Esta é a descrição mais simples, com fins didáticos, de como as plataformas fazem negócios com dados, sabendo-se que para cada tipo de empresa e mercado há diferenças nas práticas. De um lado, textos, imagens, sons de algum potencial consumidor são reduzidos a dados digitais sobre esta pessoa; de outro lado, também textos, imagens, sons e uns tantos números precedidos de cifrão são reduzidos a dados digitais sobre vendedores competindo entre si por um espaço destacado numa tela. Como se viu, a disputa é semelhante a um leilão. E, de fato, é isso: um leilão. O que nos coloca diante de várias questões teóricas interessantes:
i. quem pagou por um “kit de dados” a respeito do comprador (nome, endereço, cartão de crédito etc.) não se torna proprietário desse objeto: a rigor, pagou por um direito de acesso a um potencial consumidor. Ele não pode levar os dados para o estoque da sua empresa, como podemos, por exemplo, levar para casa um tapete comprado num leilão de artes. Os dados seguem propriedade da plataforma.
ii. o preço pago, por ser leilão, não expressa algum valor medido pelo tempo de trabalho: que valor é esse? Evidentemente, o dado tem valor de uso, ou não interessaria a ninguém pagar por ele.

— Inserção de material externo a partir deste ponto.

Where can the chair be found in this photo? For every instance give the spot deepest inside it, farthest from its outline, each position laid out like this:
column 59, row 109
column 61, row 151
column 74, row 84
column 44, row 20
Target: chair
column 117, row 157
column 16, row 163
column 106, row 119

O dado também tem valor de troca, tanto que é oferecido ao mercado pela plataforma. Mas esse valor pode ser medido?
Dados pois são mercadoria: um objeto externo que atende a necessidades de alguém (seja quem oferece algum produto que pode ser flores ou caminhões; seja uma pessoa precisando se locomover; etc.) mas cujo preço é fixado conforme as circunstâncias da oferta e da demanda. Tem algo aqui que estaria ofendendo a boa teoria? Não. Exatamente assim funciona o mercado de dinheiro, esta mercadoria “sui generis”, conforme Marx nos ensina no Livro 3 d’O Capital.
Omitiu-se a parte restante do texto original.